Jackie Gallagher, spokesperson for the Chicago Teachers Union cites the Thomas Jefferson Charter School in Chicago’s northern suburbs as “a glaring example of why we need the local board” to make charter decisions. The state board granted Jefferson’s charter over local objections, and even Ayers acknowledges that the school has not been a success. At the outset, it struggled to find a site, it has moved more than once, and most of its board has turned over.

Maintaining local-district control over charters is a top priority of the Illinois Education Association (IEA), which represents most teachers outside Chicago. When the state’s charter law was first passed, the IEA “worked very hard to ensure that the local school district—and our affiliate there—would be scrutinizing the charter application on its merits,” says George King, the association’s communications director.

Political differences

In Wisconsin and Michigan, the education institutions either supported or were in no position to thwart charters.

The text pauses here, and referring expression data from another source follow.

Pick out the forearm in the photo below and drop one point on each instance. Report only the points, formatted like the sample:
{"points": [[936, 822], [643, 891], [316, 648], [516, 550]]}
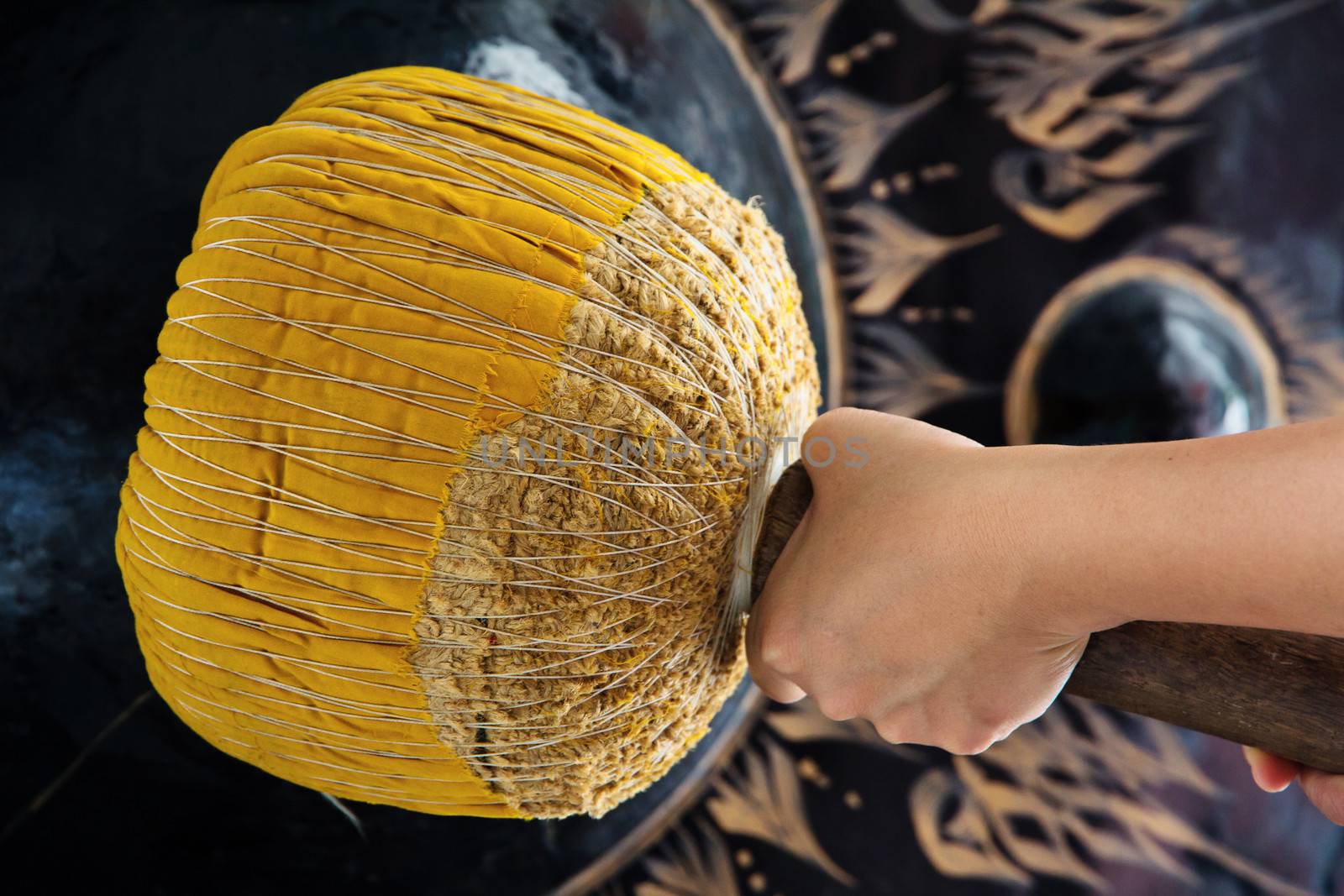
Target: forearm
{"points": [[1243, 530]]}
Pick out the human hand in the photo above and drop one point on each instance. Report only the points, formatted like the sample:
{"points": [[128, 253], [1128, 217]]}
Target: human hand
{"points": [[1274, 774], [904, 597]]}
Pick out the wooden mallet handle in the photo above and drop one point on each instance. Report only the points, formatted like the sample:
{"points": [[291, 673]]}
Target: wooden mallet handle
{"points": [[1278, 691]]}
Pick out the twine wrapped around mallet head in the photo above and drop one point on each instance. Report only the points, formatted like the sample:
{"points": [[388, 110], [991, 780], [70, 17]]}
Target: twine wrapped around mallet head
{"points": [[464, 414]]}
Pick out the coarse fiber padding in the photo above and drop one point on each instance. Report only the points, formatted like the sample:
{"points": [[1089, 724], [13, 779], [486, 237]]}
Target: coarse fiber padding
{"points": [[385, 533]]}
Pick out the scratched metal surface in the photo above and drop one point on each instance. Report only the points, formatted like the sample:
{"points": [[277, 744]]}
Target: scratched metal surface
{"points": [[956, 217]]}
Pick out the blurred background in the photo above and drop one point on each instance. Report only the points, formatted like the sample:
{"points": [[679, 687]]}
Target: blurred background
{"points": [[1030, 221]]}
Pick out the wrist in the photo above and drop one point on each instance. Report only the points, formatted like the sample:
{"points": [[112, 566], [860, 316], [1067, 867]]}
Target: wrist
{"points": [[1061, 553]]}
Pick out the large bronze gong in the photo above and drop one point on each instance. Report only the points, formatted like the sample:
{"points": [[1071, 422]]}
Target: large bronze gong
{"points": [[669, 70]]}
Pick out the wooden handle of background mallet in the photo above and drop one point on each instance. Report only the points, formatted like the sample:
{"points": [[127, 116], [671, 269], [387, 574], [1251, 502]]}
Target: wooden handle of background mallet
{"points": [[1277, 691]]}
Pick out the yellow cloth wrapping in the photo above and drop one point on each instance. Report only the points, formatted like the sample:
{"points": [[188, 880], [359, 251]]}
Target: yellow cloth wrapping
{"points": [[376, 278]]}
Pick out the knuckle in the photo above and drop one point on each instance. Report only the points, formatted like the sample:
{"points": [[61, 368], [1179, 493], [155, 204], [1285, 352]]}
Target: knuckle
{"points": [[1327, 793], [894, 731], [781, 647], [837, 705]]}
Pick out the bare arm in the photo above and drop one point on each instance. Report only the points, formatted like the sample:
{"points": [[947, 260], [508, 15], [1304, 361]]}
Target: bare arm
{"points": [[960, 617]]}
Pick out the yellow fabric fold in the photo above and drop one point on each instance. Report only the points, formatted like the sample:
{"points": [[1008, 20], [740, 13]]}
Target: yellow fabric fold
{"points": [[376, 277]]}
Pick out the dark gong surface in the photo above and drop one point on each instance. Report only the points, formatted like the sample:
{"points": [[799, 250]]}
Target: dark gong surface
{"points": [[116, 113], [1146, 362]]}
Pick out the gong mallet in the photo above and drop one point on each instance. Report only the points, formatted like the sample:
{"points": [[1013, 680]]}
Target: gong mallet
{"points": [[1278, 691]]}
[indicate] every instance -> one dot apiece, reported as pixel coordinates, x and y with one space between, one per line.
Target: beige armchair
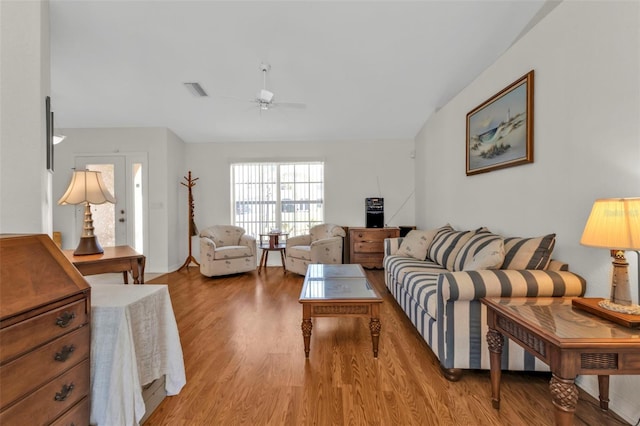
226 249
322 245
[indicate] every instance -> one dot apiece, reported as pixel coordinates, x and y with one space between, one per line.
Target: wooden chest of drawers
45 333
367 245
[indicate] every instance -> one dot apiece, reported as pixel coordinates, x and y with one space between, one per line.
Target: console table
114 259
134 341
570 341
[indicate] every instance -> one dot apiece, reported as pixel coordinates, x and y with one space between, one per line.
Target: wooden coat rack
193 230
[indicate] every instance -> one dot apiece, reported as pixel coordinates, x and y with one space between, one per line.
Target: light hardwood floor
245 365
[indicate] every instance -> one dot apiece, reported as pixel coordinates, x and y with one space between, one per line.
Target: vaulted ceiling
365 70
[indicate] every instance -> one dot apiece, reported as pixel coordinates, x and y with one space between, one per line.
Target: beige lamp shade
614 223
86 186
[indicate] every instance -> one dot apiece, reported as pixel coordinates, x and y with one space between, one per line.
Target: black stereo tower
375 212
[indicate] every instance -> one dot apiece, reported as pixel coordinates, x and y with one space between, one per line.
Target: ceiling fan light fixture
196 89
265 96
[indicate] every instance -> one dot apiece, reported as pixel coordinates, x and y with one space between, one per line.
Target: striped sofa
443 302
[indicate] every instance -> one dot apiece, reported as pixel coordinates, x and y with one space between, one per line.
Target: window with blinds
277 196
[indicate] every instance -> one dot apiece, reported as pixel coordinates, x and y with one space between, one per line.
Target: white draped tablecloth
134 340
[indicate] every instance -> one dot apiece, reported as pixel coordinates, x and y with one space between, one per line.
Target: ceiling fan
265 99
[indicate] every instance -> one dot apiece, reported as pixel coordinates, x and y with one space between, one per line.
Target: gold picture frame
500 130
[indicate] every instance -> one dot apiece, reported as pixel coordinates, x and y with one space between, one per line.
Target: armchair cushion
323 244
226 249
223 235
232 252
326 230
300 252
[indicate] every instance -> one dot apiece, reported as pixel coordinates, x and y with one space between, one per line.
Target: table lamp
614 223
87 187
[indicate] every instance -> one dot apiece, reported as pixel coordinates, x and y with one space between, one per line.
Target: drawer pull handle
64 392
64 355
65 319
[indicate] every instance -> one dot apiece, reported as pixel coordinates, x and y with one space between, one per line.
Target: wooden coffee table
339 290
570 341
114 259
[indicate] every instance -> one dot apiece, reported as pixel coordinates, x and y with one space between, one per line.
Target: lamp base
88 245
592 305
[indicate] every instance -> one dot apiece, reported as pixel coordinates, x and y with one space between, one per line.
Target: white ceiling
366 70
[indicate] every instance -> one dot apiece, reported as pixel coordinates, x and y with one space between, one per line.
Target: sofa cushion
399 266
299 252
446 245
528 253
489 257
484 250
416 244
232 252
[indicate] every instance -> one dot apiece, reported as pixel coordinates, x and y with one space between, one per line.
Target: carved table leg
603 387
375 326
306 328
564 395
263 260
495 340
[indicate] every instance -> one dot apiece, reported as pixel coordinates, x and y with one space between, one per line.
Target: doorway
121 223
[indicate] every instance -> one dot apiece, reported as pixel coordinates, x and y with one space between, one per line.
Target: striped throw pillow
528 253
483 251
446 245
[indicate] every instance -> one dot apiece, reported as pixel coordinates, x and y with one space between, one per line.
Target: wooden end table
114 259
338 290
570 341
272 242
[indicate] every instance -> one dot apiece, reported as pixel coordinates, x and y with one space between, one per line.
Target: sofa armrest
391 245
326 242
474 285
300 240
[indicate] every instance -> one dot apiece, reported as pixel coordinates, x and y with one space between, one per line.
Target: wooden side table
114 259
366 245
272 242
570 341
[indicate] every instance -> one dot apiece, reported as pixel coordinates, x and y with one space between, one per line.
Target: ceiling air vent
196 89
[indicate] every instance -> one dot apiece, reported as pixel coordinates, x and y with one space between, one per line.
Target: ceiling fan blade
298 105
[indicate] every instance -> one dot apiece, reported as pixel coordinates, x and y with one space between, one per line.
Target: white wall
353 171
24 84
177 195
586 57
164 151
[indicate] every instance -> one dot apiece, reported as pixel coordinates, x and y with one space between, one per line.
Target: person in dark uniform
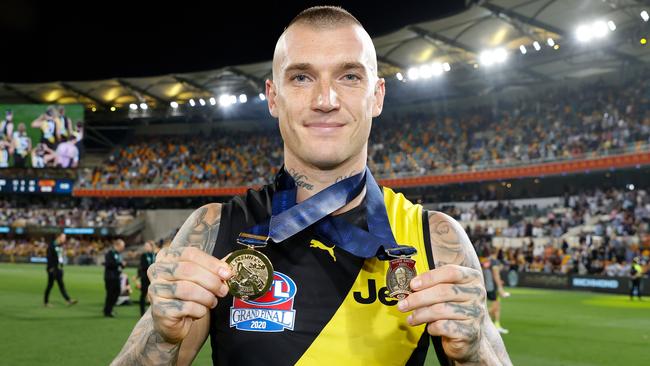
325 305
113 265
636 273
146 260
494 287
55 270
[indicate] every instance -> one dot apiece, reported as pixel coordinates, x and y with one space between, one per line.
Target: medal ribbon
289 218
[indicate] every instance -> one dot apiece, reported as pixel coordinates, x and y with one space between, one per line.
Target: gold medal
398 277
252 274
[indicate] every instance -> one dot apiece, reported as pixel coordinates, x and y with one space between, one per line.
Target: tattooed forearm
469 290
164 289
473 310
200 230
146 347
450 243
301 180
338 179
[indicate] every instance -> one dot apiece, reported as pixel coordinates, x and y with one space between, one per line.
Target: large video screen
41 135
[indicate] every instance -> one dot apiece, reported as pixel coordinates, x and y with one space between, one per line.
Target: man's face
325 93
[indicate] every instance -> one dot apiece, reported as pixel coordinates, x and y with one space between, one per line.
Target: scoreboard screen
35 185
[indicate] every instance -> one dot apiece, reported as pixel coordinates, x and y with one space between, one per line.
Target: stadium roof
457 40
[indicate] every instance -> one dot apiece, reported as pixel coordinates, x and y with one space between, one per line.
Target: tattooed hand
450 299
184 284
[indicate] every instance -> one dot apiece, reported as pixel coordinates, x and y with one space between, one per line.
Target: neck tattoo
301 180
338 179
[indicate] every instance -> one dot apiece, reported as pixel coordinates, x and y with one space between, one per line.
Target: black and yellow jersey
325 306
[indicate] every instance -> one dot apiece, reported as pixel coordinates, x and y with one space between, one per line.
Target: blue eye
300 78
352 77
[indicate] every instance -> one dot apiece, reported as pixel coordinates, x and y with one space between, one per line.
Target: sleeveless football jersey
325 306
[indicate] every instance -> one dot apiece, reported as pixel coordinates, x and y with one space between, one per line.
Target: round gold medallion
252 274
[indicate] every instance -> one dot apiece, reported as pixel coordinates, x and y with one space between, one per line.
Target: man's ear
271 94
380 93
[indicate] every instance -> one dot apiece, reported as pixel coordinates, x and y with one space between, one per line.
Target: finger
196 255
189 271
449 273
177 309
183 290
440 293
466 330
445 311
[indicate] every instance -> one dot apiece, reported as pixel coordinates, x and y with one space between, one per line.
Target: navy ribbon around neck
289 218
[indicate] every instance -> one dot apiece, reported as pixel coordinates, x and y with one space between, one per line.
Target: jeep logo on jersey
273 312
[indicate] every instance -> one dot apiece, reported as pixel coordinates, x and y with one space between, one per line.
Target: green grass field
546 327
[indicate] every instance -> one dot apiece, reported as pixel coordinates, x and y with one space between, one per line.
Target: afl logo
272 312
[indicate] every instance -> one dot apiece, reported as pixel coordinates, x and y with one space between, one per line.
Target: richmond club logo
272 312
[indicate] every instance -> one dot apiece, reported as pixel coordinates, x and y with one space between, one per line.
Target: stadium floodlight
413 73
595 30
436 69
600 29
426 71
500 55
611 25
583 33
227 99
486 58
495 56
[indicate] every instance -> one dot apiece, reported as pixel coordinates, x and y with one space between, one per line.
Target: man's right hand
185 285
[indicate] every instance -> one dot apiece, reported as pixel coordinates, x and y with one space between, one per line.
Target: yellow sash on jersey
374 334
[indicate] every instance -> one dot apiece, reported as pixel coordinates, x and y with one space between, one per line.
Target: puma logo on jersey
316 244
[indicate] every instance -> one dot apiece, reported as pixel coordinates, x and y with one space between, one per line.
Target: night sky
47 41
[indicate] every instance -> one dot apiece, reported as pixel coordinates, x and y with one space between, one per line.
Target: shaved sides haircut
324 17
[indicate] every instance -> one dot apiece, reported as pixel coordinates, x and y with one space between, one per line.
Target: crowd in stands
613 227
60 213
11 248
592 120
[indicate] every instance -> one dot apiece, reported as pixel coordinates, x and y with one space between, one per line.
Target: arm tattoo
338 179
451 245
199 230
164 289
301 180
145 345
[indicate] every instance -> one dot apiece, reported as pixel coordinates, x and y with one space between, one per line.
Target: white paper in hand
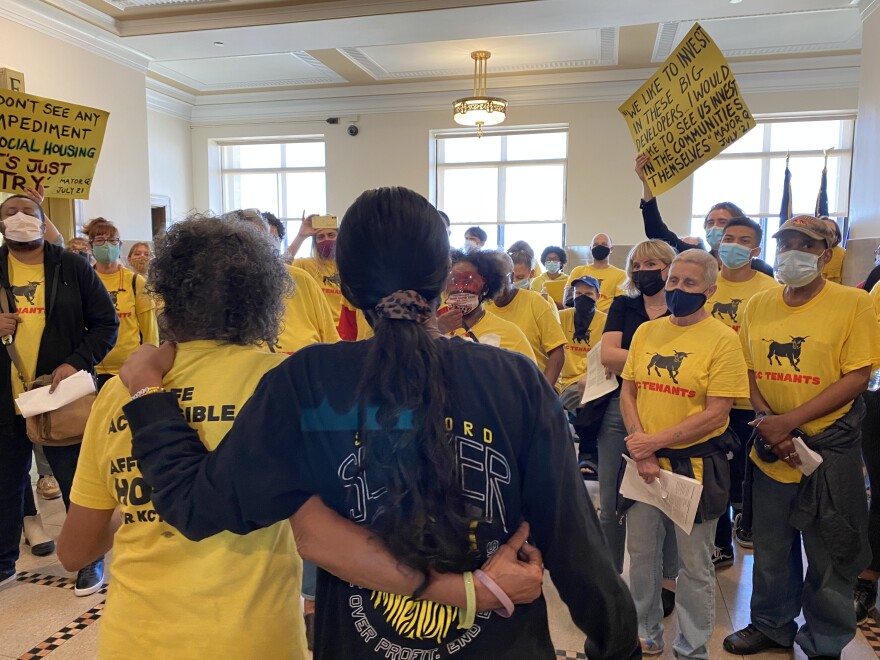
597 384
810 460
70 389
676 496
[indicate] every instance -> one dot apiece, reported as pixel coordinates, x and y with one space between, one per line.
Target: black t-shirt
296 437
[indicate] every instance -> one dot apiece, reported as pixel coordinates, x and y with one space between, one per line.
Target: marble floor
40 616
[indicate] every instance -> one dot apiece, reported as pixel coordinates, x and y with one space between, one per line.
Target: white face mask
23 228
796 268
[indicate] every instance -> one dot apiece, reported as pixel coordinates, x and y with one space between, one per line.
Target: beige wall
170 161
56 69
393 149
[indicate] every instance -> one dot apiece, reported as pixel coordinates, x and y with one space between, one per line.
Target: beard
28 246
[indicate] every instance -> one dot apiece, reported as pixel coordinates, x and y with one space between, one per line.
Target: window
750 173
510 183
285 178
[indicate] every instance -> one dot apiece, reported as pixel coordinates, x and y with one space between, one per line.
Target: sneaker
749 641
864 599
90 578
650 647
743 536
722 557
667 597
36 537
7 578
48 488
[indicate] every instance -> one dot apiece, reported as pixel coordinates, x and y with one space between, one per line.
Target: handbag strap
9 340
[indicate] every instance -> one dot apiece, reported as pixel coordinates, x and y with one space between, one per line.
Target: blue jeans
778 589
612 443
695 594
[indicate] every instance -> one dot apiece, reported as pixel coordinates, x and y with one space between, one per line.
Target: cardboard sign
49 142
688 112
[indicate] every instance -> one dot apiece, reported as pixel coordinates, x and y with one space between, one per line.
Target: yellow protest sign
688 112
48 142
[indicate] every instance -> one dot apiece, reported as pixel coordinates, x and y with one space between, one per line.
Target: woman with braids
223 290
477 276
436 447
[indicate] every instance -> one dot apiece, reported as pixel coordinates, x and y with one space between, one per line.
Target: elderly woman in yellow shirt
681 377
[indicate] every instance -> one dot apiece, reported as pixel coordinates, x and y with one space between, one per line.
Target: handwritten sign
688 112
48 142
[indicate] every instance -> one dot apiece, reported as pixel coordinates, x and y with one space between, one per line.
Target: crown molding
317 104
60 25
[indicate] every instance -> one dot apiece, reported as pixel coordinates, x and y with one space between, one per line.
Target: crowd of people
387 428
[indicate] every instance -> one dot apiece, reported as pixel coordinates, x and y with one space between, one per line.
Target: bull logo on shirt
790 350
730 308
29 291
669 362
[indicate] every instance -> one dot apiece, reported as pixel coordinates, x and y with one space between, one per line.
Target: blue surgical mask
734 255
106 254
796 268
681 303
714 236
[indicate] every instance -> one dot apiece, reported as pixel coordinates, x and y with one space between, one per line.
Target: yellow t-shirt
529 312
227 596
833 270
576 352
307 316
730 300
28 284
610 281
676 369
137 318
875 296
797 352
495 331
554 288
326 274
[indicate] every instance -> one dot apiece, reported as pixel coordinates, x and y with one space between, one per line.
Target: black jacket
81 322
656 228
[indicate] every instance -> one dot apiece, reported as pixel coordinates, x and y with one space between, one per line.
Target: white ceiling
352 42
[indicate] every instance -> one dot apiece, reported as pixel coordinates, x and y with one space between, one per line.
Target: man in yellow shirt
530 313
737 283
610 277
810 347
553 282
583 325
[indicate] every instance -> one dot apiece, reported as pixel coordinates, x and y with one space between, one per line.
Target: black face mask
648 282
601 252
584 310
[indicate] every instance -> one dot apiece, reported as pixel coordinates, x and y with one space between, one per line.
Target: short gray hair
703 259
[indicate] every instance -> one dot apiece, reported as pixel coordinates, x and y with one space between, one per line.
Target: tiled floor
30 614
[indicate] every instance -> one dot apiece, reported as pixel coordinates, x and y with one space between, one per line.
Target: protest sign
688 112
48 142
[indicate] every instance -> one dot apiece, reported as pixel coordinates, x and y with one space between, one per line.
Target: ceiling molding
608 49
57 24
616 86
666 42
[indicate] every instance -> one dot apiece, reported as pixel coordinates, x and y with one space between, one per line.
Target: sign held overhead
48 142
687 113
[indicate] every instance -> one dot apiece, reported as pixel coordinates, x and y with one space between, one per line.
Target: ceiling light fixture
479 110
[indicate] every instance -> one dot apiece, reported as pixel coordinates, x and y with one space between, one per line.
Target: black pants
15 463
739 424
871 455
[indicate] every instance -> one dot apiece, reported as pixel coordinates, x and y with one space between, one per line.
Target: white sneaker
48 488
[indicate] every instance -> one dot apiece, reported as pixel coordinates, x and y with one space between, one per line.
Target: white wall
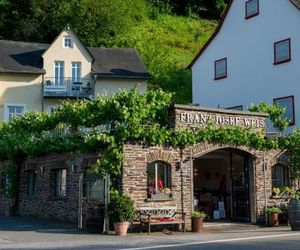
248 46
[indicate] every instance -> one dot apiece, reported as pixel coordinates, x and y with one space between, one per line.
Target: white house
253 56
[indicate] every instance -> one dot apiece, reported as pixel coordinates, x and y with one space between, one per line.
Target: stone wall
134 176
44 203
137 158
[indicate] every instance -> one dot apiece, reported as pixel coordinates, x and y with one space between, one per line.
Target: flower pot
294 215
273 220
121 228
197 225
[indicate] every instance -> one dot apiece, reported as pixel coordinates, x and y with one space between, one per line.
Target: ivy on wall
107 122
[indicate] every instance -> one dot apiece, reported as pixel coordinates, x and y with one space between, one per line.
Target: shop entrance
221 184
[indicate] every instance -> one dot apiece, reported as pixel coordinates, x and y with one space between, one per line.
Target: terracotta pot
198 225
121 228
273 220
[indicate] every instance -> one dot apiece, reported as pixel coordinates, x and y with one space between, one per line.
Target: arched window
159 178
280 176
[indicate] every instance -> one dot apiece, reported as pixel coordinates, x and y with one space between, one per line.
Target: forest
167 33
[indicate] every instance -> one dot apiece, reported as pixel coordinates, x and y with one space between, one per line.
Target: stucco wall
57 52
20 89
248 46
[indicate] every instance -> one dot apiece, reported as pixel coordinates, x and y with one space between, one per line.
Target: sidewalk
28 233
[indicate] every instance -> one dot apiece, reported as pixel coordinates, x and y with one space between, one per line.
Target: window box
251 8
221 69
68 43
282 51
159 180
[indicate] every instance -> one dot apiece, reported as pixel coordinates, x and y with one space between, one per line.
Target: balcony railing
68 87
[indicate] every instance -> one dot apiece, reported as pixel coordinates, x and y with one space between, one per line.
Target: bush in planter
197 221
121 212
273 213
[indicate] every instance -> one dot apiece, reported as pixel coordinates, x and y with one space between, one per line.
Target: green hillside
167 33
167 45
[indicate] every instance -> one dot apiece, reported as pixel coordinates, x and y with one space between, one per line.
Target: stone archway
249 156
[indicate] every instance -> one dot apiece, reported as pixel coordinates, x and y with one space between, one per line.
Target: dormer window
221 69
68 42
282 51
252 8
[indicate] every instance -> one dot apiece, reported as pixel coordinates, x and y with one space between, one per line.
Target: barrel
294 215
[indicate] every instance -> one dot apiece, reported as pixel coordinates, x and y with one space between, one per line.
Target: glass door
240 188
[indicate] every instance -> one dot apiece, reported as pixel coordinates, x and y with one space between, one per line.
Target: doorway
221 185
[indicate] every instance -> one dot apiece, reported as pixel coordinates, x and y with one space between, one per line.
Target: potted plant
294 209
273 213
120 212
275 192
197 221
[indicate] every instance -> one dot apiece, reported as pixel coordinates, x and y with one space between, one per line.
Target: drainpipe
192 179
265 189
106 201
181 180
43 104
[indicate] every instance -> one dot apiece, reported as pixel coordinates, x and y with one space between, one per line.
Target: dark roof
295 2
115 62
23 57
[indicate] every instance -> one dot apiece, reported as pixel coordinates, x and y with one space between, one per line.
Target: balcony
67 87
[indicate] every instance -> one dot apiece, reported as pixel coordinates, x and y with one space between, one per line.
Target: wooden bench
151 216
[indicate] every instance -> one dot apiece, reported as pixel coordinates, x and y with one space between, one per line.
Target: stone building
228 181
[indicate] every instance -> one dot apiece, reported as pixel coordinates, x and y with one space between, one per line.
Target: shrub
274 210
120 208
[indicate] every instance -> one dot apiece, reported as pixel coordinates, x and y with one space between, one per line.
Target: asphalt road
22 233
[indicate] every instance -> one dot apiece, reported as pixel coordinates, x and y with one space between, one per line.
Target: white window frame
6 107
276 52
222 75
60 183
68 45
51 108
60 78
77 76
247 16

By putting charter governance in the hands of local school boards, Wisconsin’s law had the backing of the state school board association. By extending union membership and pension participation to employees of district-run charters, it also avoided antagonizing teacher unions.

Michigan passed its charter law under the leadership of a charismatic Republican governor, John Engler, who made the bill a priority at a time when both houses of the state legislature were GOP-controlled. The state teacher unions had few relationships with Republicans at the time, so they had little power to resist.

The Illinois affiliates of both national teachers unions are a strong presence in Springfield. However, the IEA has strong relationships with both Democrats and Republicans, thanks to a longstanding bi-partisan approach that until recently was unusual for teacher unions.

The IEA was the state’s number two contributor to legislative campaigns in the 1996 election cycle, splitting its $1.2 million almost equally between Republicans and Democrats. (In contrast, the Illinois Federation of Teachers and its Chicago affiliate overwhelmingly supported Democratic candidates in 1996, as they traditionally do.)

In 1998, the IEA endorsed the winning gubernatorial candidate, Republican George Ryan, who beat a Democrat who was a former school teacher. Ryan rewarded the IEA by appointing Hazel Loucks, an IEA official, as his deputy governor for education.

“They have got the sweetest deal in the world,” Ayers says of the IEA. “They are the 800-pound gorilla in this scenario.”

Even so, Kolderie takes heart in recalling the first time he visited Springfield to talk about charters, in 1993. After meeting with legislators, Kolderie spoke briefly with a reporter for the Chicago Tribune, who had listened to Kolderie’s pitch and said, “Never in Illinois.” By the end of 1994, the GOP controlled both houses of the state legislature, and in 1996, the state passed its first charter law.